Whether or not you develop an allergy is largely dependent upon genetic factors. This is the main finding of a study recently published in EBioMedicine, just in time for World Allergy Week. The study was supervision of Winfried F. Pickl from MedUni Vienna’s Institute of Immunology. The Vienna researchers were able to show that the gene HLA-DR1 and allergen-specific, reactive T-cells play a major role in the development of an allergy to mugwort, for example – assuming, of course, that one is exposed to the source of the allergen.
It has long been suspected that HLA molecules are generally very significant in autoimmune diseases, chronic infections and allergies. In the recent study, the MedUni Vienna researchers demonstrated for the first time that, in four mouse models, only mice with the HLA-DR1 gene were capable of developing an allergy to mugwort. If, at the same time, allergen-specific, reactive T-cells outnumbered regulatory T-cells, “the result was an explosive attack of asthma and formation of pathogenic, allergen-specific immunoglobulin E,” explains Pickl. The mugwort allergens were administered via the airways, as would normally occur in humans.

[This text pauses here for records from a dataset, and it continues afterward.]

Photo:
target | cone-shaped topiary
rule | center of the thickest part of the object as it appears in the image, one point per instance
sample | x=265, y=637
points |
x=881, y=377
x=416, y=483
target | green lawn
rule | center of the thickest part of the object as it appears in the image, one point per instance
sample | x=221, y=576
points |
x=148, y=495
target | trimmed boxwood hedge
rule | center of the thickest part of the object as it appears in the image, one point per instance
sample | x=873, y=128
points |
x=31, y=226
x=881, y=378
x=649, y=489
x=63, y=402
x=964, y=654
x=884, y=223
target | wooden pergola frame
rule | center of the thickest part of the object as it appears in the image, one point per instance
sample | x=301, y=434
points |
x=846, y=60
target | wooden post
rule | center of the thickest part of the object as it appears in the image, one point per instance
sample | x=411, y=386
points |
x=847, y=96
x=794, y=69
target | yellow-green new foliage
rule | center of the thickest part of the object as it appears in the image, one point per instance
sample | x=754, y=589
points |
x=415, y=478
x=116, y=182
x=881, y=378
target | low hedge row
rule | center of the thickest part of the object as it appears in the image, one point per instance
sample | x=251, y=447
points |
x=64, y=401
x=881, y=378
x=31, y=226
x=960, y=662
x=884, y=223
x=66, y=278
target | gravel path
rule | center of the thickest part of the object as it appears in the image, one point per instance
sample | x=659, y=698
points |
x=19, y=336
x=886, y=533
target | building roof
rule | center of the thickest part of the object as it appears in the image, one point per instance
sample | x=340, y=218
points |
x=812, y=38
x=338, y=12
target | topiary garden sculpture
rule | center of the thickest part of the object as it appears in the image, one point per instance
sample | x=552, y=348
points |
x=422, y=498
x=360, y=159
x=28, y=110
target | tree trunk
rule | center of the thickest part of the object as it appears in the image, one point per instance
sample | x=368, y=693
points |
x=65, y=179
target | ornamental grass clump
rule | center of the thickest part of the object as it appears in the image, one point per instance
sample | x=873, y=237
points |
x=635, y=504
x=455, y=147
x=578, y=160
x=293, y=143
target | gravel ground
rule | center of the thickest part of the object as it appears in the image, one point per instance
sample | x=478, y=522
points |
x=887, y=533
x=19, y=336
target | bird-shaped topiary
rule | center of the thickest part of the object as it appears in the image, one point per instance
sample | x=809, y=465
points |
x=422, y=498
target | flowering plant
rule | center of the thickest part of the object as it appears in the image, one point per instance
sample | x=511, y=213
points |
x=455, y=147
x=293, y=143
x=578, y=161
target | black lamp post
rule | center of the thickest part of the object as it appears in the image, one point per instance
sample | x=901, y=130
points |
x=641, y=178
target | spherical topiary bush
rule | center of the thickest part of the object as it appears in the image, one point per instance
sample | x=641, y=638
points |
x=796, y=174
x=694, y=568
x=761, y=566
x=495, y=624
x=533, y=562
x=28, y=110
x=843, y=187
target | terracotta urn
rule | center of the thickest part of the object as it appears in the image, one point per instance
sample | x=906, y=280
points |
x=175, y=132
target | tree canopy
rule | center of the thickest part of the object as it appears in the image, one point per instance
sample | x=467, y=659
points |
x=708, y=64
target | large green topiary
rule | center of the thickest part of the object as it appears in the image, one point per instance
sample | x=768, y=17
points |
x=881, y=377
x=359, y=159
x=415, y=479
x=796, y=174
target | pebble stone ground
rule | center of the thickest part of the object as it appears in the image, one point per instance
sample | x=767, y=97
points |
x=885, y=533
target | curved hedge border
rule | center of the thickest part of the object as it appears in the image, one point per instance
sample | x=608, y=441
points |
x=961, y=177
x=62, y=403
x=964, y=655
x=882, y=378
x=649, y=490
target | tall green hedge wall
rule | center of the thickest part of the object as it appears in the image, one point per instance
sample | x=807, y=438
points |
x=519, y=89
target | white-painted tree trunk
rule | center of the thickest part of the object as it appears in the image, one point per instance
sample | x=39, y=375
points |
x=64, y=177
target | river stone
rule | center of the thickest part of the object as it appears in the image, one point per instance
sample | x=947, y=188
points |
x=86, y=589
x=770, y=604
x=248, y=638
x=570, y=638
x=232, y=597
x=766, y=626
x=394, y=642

Such accurate proof could only be provided, because the MedUni Vienna research group used so-called humanised mice. Pickl explains: “These are animals that carry a human T-cell receptor specific to the allergen and that also have human HLA molecules (note: in this case HLA-DR1) on their antigen-presenting cells. Our new model is therefore the first model to reflect the human situation.”
The MedUni Vienna immunologists were further able to show that giving the T-cell growth factor interleukin-2 helps to stimulate regulatory T-cells, preventing the development of allergic asthma.